The installation guide strongly recommends changing OpenClaw session reset behavior to effectively keep agent context alive for 100 years.
⚠️ **必须做** ... "idleMinutes": 52560000 ... 这相当于设置 100 年后才重置
Use a finite reset interval, manually reset with /new after sensitive tasks, stop tmux sessions with the provided cleanup script, and audit running monitors regularly.
Anyone who can invoke the skill may cause actions through the user's configured Codex/OpenClaw environment and send messages to the configured channel.
The skill depends on the user's existing Codex/OpenClaw account context and messaging channel target. This is expected for the integration, but the registry metadata declares no primary credential or required environment variables.

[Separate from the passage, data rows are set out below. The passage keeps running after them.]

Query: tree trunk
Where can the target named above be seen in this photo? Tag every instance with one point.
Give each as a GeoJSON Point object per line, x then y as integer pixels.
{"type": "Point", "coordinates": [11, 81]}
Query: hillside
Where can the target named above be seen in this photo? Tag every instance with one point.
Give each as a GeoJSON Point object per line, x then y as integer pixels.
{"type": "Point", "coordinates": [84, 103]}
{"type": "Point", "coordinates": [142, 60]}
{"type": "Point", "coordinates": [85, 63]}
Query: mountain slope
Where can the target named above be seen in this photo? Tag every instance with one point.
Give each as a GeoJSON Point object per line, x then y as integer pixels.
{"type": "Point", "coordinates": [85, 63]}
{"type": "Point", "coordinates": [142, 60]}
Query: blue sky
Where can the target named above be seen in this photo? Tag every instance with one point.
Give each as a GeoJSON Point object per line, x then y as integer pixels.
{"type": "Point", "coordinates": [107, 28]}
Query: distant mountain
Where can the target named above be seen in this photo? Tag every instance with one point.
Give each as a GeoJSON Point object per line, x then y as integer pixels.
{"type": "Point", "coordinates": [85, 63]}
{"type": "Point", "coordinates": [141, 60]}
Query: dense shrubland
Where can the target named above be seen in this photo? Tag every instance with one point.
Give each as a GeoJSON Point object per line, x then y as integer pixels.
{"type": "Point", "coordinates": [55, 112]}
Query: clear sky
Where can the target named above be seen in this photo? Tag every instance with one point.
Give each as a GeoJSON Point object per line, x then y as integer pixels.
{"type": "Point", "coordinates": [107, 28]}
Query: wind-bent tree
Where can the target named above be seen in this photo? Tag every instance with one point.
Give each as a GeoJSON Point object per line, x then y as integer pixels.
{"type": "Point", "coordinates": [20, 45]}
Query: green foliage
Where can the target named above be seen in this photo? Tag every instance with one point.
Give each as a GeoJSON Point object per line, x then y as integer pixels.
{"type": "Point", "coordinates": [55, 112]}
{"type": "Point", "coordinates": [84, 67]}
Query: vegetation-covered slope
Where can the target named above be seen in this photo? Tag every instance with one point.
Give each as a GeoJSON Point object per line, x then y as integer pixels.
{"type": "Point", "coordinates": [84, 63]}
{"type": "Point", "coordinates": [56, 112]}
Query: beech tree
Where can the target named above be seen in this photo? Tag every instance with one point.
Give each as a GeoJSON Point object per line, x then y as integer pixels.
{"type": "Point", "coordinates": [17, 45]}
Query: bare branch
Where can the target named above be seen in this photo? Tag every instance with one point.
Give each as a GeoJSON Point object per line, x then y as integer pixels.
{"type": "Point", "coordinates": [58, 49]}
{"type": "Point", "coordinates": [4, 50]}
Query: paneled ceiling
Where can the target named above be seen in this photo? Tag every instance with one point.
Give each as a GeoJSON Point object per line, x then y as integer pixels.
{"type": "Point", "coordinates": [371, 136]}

- [Codex CLI] 已安装 ... - Telegram 已配置为 OpenClaw 消息通道 ... export CODEX_AGENT_CHAT_ID="你的Chat_ID"
Keep Codex/OpenClaw accounts private, set CODEX_AGENT_CHAT_ID and channel carefully, and do not expose this skill to untrusted users or shared agents.
Installing from the wrong repository or a modified copy could grant executable hook code access to Codex/OpenClaw workflows.
The documented setup relies on cloning an external repository and making local hook scripts executable. This is normal for this kind of integration, but users should verify the source and scripts before enabling them.
git clone https://github.com/dztabel-happy/codex-agent.git ... chmod +x on_complete.py pane_monitor.sh start_codex.sh stop_codex.sh
Verify the repository URL, inspect the hook scripts, pin a trusted commit when possible, and avoid blindly auto-installing from chat instructions.